3. Lloyd-Max scalar quantization. Since the distribution is known, we can precompute the optimal way to bucket each coordinate. For 2-bit, that's 4 buckets; for 4-bit, 16 buckets. The Lloyd-Max algorithm finds bucket boundaries and centroids that minimize mean squared error. These are computed once from the math, not from the data.

4. Bit-pack. Each coordinate is now a small integer (0-3 for 2-bit, 0-15 for 4-bit). Pack these tightly into bytes. A 1536-dim vector goes from 6,144 bytes (FP32) to 384 bytes (2-bit). That's 16x compression.

Search.

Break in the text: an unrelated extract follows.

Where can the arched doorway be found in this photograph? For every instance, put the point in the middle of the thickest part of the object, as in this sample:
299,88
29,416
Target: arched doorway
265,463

Instead of decompressing every database vector, we rotate the query once into the same domain and score directly against the codebook values. The scoring kernel uses SIMD intrinsics (NEON on ARM, AVX2 on x86) with nibble-split lookup tables for maximum throughput.

Online by design. Because the codebook and rotation are derived from math (not from the data), new vectors can be added at any time without rebuilding the index. Traditional methods like Product Quantization require expensive offline codebook training that must be re-run when data changes.